At the Fort Worth Municipal building, a gathering of AED/CPR survivors. I was told 10 of them; they came with their families, and there were a lot of lay rescuers and EMS, who as usual deserve the credit for a ‘save’, as if they don’t get the heart restarted in the field there’s not a lot we can do in the ER.
I was also told I was involved in the care of 4 of them. Crazy odds.
Two patients knew of me (probably from billing, frankly, none were awake in the ED), and they were 100% neurologically intact. We had nice chats, and I got my photo with both, but as I didn’t ask their permission to post them, I won’t.
Still, wow.
It’s incredibly humbling to have follow-up on a happy ED case, and when it’s neurologically intact CPR survivors, it’s the equivalent of a Moon shot for an ER guy, and today I got four. Four.
(It’s an occupational hazard in the ED that we meet/greet/diagnose/stabilize and disposition, and what that individual patients’ medical future holds we have no idea unless we go out of our way, and we’re busy enough nobody I know goes out of their way to follow up cases).
I am renewed. I’m not a Pollyanna doc (read the blog), but this has my attention: the practice has changed, and it works.
Hallelujah.
Nice!
What a nice event. I hope the lady I shocked on a ferry dock fourteen years ago has had a long and productive life. I’ve always assumed she survived since we had rosc before the fire department arrived and she was breathing on her own when they left.
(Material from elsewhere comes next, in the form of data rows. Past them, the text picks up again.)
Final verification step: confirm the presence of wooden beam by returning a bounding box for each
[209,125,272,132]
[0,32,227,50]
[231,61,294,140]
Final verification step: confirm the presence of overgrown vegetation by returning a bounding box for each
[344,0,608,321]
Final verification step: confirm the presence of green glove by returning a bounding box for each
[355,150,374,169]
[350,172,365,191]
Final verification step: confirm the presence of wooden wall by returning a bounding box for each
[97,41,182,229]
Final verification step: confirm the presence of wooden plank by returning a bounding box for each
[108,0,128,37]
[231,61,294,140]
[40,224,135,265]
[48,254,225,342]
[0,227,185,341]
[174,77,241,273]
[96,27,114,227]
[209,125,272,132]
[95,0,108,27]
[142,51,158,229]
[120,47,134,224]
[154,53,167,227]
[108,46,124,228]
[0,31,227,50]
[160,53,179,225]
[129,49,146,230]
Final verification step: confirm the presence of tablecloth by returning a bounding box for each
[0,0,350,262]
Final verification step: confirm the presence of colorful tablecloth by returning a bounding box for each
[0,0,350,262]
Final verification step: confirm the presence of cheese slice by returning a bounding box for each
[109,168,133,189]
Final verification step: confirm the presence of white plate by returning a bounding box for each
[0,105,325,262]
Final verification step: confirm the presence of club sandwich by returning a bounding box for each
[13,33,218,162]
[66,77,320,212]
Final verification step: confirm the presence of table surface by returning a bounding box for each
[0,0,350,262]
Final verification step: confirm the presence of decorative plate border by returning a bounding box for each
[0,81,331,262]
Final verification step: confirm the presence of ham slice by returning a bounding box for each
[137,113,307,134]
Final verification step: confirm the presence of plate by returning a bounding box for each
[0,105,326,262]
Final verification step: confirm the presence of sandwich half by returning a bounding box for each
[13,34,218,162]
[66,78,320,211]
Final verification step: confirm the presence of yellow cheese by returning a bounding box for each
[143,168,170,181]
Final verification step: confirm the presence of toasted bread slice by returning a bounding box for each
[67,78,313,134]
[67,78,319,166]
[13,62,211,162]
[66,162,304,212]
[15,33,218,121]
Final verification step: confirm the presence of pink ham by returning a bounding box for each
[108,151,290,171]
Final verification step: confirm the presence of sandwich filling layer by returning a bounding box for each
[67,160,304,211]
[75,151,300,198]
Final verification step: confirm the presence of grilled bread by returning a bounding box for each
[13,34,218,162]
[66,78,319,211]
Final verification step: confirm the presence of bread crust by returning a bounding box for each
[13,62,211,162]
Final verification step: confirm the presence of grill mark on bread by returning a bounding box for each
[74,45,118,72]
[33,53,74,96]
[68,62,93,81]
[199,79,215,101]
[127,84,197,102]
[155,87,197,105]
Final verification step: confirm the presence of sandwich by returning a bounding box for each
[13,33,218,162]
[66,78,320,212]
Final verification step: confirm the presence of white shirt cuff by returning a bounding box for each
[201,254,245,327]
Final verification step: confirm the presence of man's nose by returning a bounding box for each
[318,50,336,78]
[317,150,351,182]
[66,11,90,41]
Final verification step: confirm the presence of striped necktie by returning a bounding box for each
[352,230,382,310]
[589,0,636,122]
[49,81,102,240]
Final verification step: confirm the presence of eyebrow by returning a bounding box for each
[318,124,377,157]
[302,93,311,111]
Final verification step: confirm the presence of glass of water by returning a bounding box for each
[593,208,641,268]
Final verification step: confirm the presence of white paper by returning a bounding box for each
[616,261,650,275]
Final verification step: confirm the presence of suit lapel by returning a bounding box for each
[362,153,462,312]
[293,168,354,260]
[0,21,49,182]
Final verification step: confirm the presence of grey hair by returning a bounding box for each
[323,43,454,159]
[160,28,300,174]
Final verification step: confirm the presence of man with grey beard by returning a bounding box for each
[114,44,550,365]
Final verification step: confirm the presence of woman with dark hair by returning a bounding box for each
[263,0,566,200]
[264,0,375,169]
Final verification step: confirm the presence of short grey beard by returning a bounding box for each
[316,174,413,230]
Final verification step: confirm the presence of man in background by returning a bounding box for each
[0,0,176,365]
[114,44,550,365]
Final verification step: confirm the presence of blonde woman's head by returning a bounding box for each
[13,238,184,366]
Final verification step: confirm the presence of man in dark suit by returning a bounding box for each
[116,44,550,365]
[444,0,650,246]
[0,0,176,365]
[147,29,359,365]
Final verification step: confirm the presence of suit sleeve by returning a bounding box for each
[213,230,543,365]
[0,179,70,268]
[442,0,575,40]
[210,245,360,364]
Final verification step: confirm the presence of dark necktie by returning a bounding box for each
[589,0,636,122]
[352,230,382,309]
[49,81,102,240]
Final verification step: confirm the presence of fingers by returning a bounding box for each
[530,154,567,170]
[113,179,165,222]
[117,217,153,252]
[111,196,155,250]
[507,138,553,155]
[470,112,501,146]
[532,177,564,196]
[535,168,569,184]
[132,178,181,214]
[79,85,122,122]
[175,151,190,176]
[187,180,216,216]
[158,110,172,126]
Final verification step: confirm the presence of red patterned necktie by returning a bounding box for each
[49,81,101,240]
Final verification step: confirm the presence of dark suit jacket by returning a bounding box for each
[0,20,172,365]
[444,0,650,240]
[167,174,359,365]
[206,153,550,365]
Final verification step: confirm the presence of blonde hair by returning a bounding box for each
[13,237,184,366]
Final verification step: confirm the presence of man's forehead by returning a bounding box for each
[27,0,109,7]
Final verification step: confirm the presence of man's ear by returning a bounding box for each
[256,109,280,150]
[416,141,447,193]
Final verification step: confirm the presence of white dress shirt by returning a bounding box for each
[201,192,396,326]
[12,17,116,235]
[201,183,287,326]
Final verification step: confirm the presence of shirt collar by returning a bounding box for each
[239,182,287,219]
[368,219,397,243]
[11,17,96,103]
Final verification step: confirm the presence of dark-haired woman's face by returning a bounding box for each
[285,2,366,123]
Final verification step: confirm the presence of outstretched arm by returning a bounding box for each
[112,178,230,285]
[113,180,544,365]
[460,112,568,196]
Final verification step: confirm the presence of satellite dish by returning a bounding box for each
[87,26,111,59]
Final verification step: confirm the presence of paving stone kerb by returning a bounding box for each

“I met some CPR survivors today; I was involved with some of them” great post from @gruntdoc http://t.co/BnPgoshwIi
Nice! I’m sure that was in large part due to excellent in hospital care as well, so well done!
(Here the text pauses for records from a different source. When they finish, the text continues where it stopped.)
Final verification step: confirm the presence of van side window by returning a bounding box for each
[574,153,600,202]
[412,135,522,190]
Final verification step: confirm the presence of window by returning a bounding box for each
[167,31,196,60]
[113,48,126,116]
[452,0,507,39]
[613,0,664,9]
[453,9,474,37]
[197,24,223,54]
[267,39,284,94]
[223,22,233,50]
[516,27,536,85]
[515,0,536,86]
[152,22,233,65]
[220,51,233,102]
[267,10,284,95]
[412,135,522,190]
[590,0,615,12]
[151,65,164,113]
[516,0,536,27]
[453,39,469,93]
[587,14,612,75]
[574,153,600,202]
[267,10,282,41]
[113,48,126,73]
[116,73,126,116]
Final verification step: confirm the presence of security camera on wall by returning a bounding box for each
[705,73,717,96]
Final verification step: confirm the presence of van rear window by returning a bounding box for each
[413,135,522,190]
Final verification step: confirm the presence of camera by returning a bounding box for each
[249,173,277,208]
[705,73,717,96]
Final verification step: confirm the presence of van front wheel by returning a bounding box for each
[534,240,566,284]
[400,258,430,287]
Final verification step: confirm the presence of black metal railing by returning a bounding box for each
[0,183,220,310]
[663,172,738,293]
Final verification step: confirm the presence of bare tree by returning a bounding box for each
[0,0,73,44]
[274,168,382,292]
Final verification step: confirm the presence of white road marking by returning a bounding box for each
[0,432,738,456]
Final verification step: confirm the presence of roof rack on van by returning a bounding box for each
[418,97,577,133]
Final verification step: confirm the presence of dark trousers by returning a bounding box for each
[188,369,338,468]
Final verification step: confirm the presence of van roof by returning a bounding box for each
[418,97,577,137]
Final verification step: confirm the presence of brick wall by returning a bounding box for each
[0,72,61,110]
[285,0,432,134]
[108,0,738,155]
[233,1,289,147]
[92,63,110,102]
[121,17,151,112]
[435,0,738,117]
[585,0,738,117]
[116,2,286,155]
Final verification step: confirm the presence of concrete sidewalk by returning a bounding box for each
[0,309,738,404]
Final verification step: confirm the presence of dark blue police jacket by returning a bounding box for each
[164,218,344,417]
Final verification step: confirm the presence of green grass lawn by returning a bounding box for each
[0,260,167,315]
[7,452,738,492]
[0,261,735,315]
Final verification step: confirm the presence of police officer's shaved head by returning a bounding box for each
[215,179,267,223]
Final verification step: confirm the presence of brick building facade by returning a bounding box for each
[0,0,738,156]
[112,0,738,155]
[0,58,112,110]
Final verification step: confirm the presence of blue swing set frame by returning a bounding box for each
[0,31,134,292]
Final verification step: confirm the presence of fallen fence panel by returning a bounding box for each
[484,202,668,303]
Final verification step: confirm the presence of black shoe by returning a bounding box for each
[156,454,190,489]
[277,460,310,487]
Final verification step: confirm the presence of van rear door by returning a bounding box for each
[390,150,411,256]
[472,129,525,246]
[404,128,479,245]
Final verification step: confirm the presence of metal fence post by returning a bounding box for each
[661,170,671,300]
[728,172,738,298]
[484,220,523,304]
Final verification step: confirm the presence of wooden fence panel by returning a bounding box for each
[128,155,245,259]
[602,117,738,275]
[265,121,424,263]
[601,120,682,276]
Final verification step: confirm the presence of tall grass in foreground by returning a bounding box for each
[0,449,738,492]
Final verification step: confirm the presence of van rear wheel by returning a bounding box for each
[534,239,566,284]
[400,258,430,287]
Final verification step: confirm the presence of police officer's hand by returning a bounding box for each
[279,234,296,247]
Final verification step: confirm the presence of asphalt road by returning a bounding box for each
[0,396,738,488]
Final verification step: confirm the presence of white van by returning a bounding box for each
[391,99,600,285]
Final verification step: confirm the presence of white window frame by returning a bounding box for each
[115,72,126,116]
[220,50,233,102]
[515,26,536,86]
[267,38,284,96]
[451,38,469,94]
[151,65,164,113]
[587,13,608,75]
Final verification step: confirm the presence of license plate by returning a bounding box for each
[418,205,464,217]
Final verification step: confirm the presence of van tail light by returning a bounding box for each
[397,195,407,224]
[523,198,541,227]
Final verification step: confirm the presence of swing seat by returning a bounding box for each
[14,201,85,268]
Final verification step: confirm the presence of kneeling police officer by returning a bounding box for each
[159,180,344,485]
What happens when an emergency physician meets 4 CPR survivors whom he has saved? @gruntdoc explains: http://t.co/Rt3cbyWH3B
I met some CPR survivors today; I was involved with some of them http://t.co/ogqg1Pa24n
This is awesome. Congratulations.
I have also gotten to see a patient after we performed CPR. We had a patient on our floor who was walking back from therapy and said, “I don’t feel very good” and proceeded to fall into his recliner and stop breathing. We got him back to his room and performed CPR. We got him back and he was moved to the ICU where he stayed for a week or two. He was transferred back to our floor and would thank everyone who walked into the room for saving him. He came back later to our floor and thanked us again.